Many genes peak in activity at different times of day. This set of 41 genes, each shown as a different color, shows a robust wave of circadian expression. By monitoring the level of each gene relative to the others, the TimeSignature algorithm learns to ‘read’ your body’s internal clock.
Many genes peak in activity at different times of day. This set of 41 genes, each shown as a different color, shows a robust wave of circadian expression. By monitoring the level of each gene relative to the others, the TimeSignature algorithm learns to ‘read’ your body’s internal clock. 

We then tested our TimeSignature algorithm by applying it to the remaining data, and demonstrated that it was highly accurate: We were able to deduce a person’s internal time to within 1.5 hours. We also demonstrated our algorithm works on data collected in different labs around the world, suggesting it could be easily adopted. We were also able to demonstrate that our TimeSignature test could detect a person’s intrinsic circadian rhythm with high accuracy, even if they were sleep-deprived or jet-lagged.

Harmonizing Health With TimeSignature

By making circadian rhythms easy to measure, TimeSignature opens up a wide range of possibilities for integrating time into personalized medicine. Although the importance of circadian rhythms to health has been noted, we have really only scratched the surface when it comes to understanding how they work. With TimeSignature, researchers can now easily include highly accurate measures of internal time in their studies, incorporating this vital measurement using just two simple blood draws. TimeSignature enables scientists to investigate how the physiological clock impacts the risk of various diseases, the efficacy of new drugs, the best times to study or exercise, and more.

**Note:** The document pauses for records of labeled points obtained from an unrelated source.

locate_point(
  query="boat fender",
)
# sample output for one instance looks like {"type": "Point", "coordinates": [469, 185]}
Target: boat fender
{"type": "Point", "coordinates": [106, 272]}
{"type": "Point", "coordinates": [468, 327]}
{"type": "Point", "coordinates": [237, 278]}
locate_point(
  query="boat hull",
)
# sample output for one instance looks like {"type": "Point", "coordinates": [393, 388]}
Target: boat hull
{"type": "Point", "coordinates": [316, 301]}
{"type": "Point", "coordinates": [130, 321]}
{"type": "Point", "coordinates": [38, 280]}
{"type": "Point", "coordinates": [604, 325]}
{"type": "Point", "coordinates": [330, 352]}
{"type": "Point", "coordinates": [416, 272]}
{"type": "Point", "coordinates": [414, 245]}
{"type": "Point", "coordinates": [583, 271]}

Of course, there’s still a lot of work to be done. While we know that circadian misalignment is a risk factor for disease, we don’t yet know how much misalignment is bad for you. TimeSignature enables further research to quantify the precise relationships between circadian rhythms and disease. By comparing the TimeSignatures of people with and without disease, we can investigate how a disrupted clock correlates with disease and predict who is at risk.

Down the road, we envision that TimeSignature will make its way into your doctor’s office, where your circadian health could be monitored just as quickly, easily, and accurately as a cholesterol test. Many drugs, for example, have optimal times for dosing, but the best time for you to take your blood pressure medicine or chemotherapy may differ from somebody else.

Previously, there was no clinically feasible way to measure this, but TimeSignature makes it possible for your doctor to do a simple blood test, analyze the activity of 41 genes, and recommend the time that would give you the most effective benefits. We also know that circadian misalignment — when your body’s clock is out of sync with the external time — is a treatable risk factor for cognitive decline; with TimeSignature, we could predict who is at risk, and potentially intervene to align their clocks.